Ecco il concetto, calore umano; "serve all'Arte? Credo di sì, perché di tutte le furbizie con i colori, la musica, le parole non rimane niente se non c'è calore umano, adesione alla vita." Così parlava l'indimenticabile Augusto Daolio per spiegare il suo pensiero di artista a 360°, capace di abbracciare tanto la musica quanto la scultura e la pittura. Noi non abbiamo difficoltà alcuna ad applicarlo pure ai ManzOni perché è la medesima attenzione che Tenca rivolge ai suoi scritti ed è il sentire comune presente nelle trame sonore intessute dagli altri quattro imprescindibili elementi. Altro testo gettato a terra e nuovo incitamento del frontman per galvanizzare sé stesso e i suoi compagni di band. Tra loop, stratificazioni chitarristiche e arte povera siede al tavolo de La Garzantina lo spettro di Piero Ciampi. Trevisan gli cede il posto, accomodandosi alla batteria prima di affiancare nuovamente Freguia alla destra di un caracollante e impaziente Tenca. Con una scaletta incentrata sull'ultimo album arriva il momento di Scusami. Tra i momenti più onirici di CUCINA POVERA, la parabola d'amore scelta quasi in chiusura di set racconta un mondo quotidiano che è un piccolo universo, vissuto tra malinconia e scatti di passione mai sopiti, sottolineati col corpo dal suo cantore. Siamo in dirittura d'arrivo. Fuolega ripone l'acustica usata poco fa e si arma nuovamente della "diavoletto" che suonerà con un barattolo di ragù Star. La coppia Trevisan-Freguia è al suo posto come pure Veronese.
 
Tenca continua a guardare intorno a sé, lo sguardo sempre rivolto a terra, cogitante. Si passa in più occasioni una mano fra i capelli. Nessuno, una volta ancora - l'ultima - alla batteria. L'aria si fa cupa quando le prime note si diffondono nell'aria. Tensione anche nelle parole pronunciate con trasporto dall'ex cantante dei Maladives, giunto all'ultimo racconto della serata. E qui, ora, avviene la trasfigurazione. Il momento clou. Lo zenit. Le stratificazioni chitarristiche che fanno da base a La Strada raggiungono il climax nell'inarrestabile crescendo sonico degli strumenti che le producono, quelle stesse quattro chitarre che, ognuna seguendo la propria via, perseverano nella loro orchestrata corsa solitaria incontrandosi solo alla fine, in un punto geometricamente astratto dell'ambiente in cui sono percosse e suonate; buco nero elettrico e inesplorato dal quale fuoriescono nuove parole e nuovi suoni. Hic et nunc. Il fragoroso muro di suono cede il passo alle ultime riflessioni ritmate dalla batteria di Fuolega e dall'acustica di Veronese. "...e alla fine ti dirò che, fin quando vedrò quel sole tondo, ora rosso al tramonto,  starò lì a guardarlo e lo applaudirò." Una frazione di secondo di sospensione poi l'ultima parola: "ManzOni." Così come era iniziato.
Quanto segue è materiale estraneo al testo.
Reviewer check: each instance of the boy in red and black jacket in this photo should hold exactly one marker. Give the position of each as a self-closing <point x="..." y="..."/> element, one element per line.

Trenta minuti per condividere una esperienza personale che trascende nell'universale prima di farsi nuovamente particolare. Vengono ancora alla mente le parole di Daolio, inatteso spirito affine: è "(...) una specie di confessione. Prima ad uno spazio bianco; poi ad altri che guarderanno." Trattare il vero. Questo è. Ricetta classica ManzOni.